# Improving thin cabinets Technics SB-A52



## Guest (Jun 3, 2008)

Hi all. Nice forum here. Thanks for letting me join. 

I have a pair of SB-A52, which are fairly large (~4' high) speakers with 2x12" bass drivers each, as well as the mid and tweeter. and I find that the cabinets really resonate at certain frequencies, especially low bass notes. The walls of the cabinets are mostly made from 3/16" MDF or something, aside from the front panel which is 1" MDF. So I am thinking of wrapping the thin sides in another layer of MDF to try and curb these resonances, and possibly bracing the inside, and stuffing it a bit. Just wanted to run the idea past you wise folks here and see if you thought it would be worthwhile. 

Thanks!
a


----------



## BoomieMCT (Dec 11, 2006)

Good idea! While you will probably see more benefit from bracing you want to change the internal volume as little as possible (so don't go too crazy). If you don't mine the size / weight, do both!


----------



## Guest (Jun 3, 2008)

Ｐerhaps stuffing the inside will compensate for the volume reduction by bracing？


----------



## JCD (Apr 20, 2006)

I think Boomie's got it.. bracing would probably be best, but it changes the internal volume which is very important. Maybe by adding some stuffing, you can make the internal volume "appear" bigger (counter intuititve isn't it) enough that the two balance out somehow. No idea how that works though..

As an experiment, you could cut some boards and clamp them to the sides of the box to see if that helps improve the speaker as well.

JCD


----------



## Guest (Jun 3, 2008)

Thanks boomie + jcd
Ill do my best to remember to post my results here..


----------



## Guest (Jun 8, 2008)

So just to let future readers know, I braced and stuffed the cabinets, with good results.

Bracing:
-I put two braces in each cabinet, going from side to side. I put a piece of corrugated cardboard between the brace and the inside of the cabinet so that it wouldnt vibrate at the contact point. I'm sure you're supposed to use some adhesive or something, but thats what I had at hand, and its working just fine. I screwed the braces in from the outside. I made the mistake of using a wood screw at first, which just popped through the thin MDF. Better to use the kind with a rounded head, and flat contact surface. 

Stuffing:
-Stuffed each cabinet with some green "safe n' sound" insulation I had lying around. Basically I covered about 2/3 of the bottom half of the back panel inside each cabinet with stuff thats about 4" thick. Its just held in place by the brace.

Results:
Im glad to report that these mods definately improved the sound and I would recommend it to anyone with these speakers.

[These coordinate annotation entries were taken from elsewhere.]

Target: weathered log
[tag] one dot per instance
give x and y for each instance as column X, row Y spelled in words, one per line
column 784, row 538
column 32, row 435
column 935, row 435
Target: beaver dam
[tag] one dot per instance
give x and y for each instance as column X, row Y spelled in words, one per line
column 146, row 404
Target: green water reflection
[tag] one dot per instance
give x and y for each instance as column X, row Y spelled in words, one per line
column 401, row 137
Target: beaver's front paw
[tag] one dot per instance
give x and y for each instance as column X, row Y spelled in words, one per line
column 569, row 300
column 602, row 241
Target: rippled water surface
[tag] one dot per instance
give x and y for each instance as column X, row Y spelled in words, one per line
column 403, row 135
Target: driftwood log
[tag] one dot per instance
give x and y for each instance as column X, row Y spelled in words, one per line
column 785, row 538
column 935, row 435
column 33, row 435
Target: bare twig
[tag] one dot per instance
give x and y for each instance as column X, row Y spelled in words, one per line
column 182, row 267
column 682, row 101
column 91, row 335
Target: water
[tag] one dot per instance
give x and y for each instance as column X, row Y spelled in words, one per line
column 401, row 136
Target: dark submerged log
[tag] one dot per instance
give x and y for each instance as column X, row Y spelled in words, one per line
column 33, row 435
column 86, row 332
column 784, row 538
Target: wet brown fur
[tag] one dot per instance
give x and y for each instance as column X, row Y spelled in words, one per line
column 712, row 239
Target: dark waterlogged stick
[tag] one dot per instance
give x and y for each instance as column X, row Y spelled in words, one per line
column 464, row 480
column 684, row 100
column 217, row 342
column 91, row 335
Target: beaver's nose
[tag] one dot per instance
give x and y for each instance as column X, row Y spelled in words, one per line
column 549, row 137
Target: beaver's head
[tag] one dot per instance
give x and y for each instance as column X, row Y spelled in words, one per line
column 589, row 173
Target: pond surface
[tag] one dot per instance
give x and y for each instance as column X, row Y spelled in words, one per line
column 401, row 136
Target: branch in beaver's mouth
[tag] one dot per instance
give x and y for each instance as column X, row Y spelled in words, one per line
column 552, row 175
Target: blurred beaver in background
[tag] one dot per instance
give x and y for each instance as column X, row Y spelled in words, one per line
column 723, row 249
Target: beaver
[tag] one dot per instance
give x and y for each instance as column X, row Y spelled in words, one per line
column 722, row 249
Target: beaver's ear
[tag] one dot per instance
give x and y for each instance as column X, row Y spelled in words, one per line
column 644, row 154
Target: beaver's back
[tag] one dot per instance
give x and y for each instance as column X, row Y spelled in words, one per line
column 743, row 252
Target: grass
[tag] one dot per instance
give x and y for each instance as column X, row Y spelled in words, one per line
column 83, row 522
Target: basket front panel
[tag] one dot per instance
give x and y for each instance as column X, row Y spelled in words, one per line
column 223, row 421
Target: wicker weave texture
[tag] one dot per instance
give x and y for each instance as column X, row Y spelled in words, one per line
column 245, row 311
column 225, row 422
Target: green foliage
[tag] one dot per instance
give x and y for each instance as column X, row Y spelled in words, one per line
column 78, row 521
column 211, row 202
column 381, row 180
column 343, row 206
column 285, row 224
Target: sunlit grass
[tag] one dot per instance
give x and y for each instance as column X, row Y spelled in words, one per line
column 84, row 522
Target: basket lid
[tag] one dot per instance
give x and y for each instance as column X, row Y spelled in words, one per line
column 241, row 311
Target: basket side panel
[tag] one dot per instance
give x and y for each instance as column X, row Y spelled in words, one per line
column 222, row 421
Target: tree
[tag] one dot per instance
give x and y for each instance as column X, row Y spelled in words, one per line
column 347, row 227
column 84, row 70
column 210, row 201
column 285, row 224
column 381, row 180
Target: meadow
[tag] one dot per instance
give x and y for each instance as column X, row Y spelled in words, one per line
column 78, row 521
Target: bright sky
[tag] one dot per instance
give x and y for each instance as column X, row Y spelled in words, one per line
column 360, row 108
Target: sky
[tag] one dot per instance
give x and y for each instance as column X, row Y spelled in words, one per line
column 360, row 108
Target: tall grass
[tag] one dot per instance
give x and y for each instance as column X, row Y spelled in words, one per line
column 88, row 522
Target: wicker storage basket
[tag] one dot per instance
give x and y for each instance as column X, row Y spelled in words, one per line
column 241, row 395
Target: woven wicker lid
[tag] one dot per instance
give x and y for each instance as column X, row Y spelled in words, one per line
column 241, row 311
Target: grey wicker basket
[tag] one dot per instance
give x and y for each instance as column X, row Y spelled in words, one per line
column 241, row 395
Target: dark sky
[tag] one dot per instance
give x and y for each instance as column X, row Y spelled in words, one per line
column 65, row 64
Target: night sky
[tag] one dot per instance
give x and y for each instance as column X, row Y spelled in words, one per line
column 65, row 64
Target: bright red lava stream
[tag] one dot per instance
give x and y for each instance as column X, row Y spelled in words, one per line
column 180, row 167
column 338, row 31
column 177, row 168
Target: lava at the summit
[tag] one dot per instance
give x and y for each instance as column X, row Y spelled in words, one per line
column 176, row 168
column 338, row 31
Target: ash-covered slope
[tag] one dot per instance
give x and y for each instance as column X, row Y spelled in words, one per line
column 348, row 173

In a side by side comparison, the bass was definately more even. It's still far from perfect, but good enough. Probably wrapping the cabinet in more MDF would improve it further, but I'm happy with them as they are, so I don't think I'll bother.


----------



## Owen Bartley (Oct 18, 2006)

good mod, agulha. I wish I'd gotten to you before you put screws through the outside of your speakers to tell you just to cut some bracing to size and glue it in with regular wood glue! But the important thing is that they sound better anyway, so mission accomplished! :T


----------



## Guest (Jun 12, 2008)

Owen Bartley said:


> good mod, agulha. I wish I'd gotten to you before you put screws through the outside of your speakers to tell you just to cut some bracing to size and glue it in with regular wood glue! But the important thing is that they sound better anyway, so mission accomplished! :T


Woops, wish I put my idea up here before I went ahead with it... can you explain why the screws are a bad idea? It wouldnt be so hard to take them out + glue.
Thanks!


----------



## Owen Bartley (Oct 18, 2006)

Well they aren't really a bad idea, and I'm sure things will be VERY solid, but unless I'm reading wrong, did you screw right in from the outside of your cabinet? It's more a visual thing. Lots of wood glue would still be nice and solid, but you wouldn't have anything visible on the outside of the speaker. In the end, if that isn't a problem for you, then you're just fine!


----------